I once attended a local disco also called disco matanga — and what I witnessed made my hair to ‘stand’.

Imagine a constellation of men, women (some of them pregnant)and children dancing the night away with their noses facing the sky as if in search of elusive oxygen! Occassioanlly you will see them point their mouths towards the sky — as if to compliment work done by that thing they call nose.

I can’t tell what motivates this — but I suspect they have been smoking something illegal. The dance happens in the open. The only tent is reserved for the DJ and his machines. The dance floor is open to the skies — which means it receives no mercy whenever their is a downpour, and the skies are always pregnant with rain in this part of the country.

That means mud is part of the dancing attire. The dancers proceed unperturbed. Who cares?

Most of us rural folks wear plastic sandals — commonly known as CDF — which ideally are meant for the bathroom. The good revellers can be seen removing their priced CDF sandals before hitting the dance floor — barefoot.

It’s cold, but this natural feel helps to maintain a good grip on the slippery ground.

Cracked feet hold the ground better than any known shoe sole. The foot accumulates mud, but the unattended lawn in front of the house will eventually wash them clean.

Once back home to sleep, all you have to do is swing your foot on the grass, left, right and the dew scrubs all the mud. Next you fold your trouser and jump on to the bed, or mat.

The fulls-cap sized blanket normally does the rest of the cleaning. Come morning, which is normally a few hours away, the village reveller is spotlessly clean.

A few have female dancing partners. This lot dances gently while holding tightly to their treasures with both hands for fear that they may get snatched.

The tussling maize plantain adjacent to the homestead comes in handy — should the dancing couple get overwhelmed by those devilish feelings. It’s the devil remember!

Such discos would start with an announcement from the host about a duck brooding by the edge, and which must not be stepped on! A few villagers with itchy fingers are also warned in advance not to steal her eggs — here thieves are know by their surnames.

That and such stories would describe life in a typical Kenyan rural village.

The serene rural aura has since been interrupted by two phenomenons that may change life for good for the rural folks. One is fragmentation of land at a rate that has created rural slum everyone — transforming some rural areas into congested shit holes.

Everyone is in a race to sell land to buy boda boda — and the SI unit of land in this locality have since been shrieked from an acre to “pointi moja”.
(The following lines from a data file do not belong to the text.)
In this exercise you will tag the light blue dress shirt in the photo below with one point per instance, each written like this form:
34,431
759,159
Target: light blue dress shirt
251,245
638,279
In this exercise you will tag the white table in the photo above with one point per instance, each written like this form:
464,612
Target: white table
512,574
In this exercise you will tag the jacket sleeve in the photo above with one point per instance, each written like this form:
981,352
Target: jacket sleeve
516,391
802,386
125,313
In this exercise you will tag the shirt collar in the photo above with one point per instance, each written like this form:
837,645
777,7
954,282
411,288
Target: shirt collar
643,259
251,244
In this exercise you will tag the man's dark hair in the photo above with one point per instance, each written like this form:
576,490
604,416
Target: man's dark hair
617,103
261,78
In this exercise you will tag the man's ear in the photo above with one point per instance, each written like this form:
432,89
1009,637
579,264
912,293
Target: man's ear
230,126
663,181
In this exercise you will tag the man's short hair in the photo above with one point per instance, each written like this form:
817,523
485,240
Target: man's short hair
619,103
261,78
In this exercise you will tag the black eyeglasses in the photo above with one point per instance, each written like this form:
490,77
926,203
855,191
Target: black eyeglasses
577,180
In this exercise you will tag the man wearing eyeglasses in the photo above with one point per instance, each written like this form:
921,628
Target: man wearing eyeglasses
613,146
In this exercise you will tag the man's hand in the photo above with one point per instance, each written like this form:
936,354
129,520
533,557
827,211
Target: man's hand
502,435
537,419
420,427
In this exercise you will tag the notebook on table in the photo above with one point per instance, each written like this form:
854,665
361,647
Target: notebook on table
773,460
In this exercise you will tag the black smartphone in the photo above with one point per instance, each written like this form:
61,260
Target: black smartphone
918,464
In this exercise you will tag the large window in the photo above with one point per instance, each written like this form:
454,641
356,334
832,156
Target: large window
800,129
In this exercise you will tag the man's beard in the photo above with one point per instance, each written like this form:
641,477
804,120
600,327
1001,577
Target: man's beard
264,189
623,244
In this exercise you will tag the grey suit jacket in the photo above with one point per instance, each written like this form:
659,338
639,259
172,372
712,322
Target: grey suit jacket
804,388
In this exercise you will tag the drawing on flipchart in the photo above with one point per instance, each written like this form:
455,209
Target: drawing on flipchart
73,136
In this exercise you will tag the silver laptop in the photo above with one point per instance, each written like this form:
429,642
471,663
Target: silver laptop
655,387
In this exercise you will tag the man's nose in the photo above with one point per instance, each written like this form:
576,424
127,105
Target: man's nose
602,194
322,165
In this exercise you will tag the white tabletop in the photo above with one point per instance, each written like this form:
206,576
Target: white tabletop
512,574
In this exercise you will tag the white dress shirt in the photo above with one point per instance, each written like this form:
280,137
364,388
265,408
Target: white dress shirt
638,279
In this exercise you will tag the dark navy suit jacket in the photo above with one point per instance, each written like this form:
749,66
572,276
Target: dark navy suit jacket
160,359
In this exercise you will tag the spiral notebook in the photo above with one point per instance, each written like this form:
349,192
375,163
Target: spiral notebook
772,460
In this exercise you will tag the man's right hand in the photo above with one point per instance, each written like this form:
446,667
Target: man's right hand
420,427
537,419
In many families you will hear so stories about children of the late mzee selling land you could think it is a village sport. Many have moved out of their ancestral homes and are living in rented houses in the small village trading centres.

They behave like mad town birds, often using their own form of language to discuss serious matters like buying meat from the butcher.

You will hear them shouting instructions to a butcher thus: “kata point” — because the brain now thinks everything is land.

The other phenomenon to interrupt the rural serenity is devolution. Recently while travelling from the headquarters of the county about 100kilometres away, a governor arrived in a convoy of over 50 cars, driven, fueled and bought by the tax payers money, in a journey to open two incomplete classes of a newly established secondary school.

The blaring siren cuts the serenity of the rural morning with urban noise, clearing the road for the His Excellency the Governor yet we all know the only obstacle in the road is a malnourished cow tethered by the roadside.

The cost of the event supersedes the cost of putting up the two classrooms in what is called bringing services to the people.

Lest you forget, the other vehicle to feature a siren in the rural paths is montezuma monelisa while bringing home that Kibera man who left 20 acres of arable land in his rural home to go and look for a job in the city.

As roaches dance on his land, the man is pillowing his head a few centimetres from the railway-line and had refused to come home for a decade and now he is brought home by force in a hearse — to a disco matanga.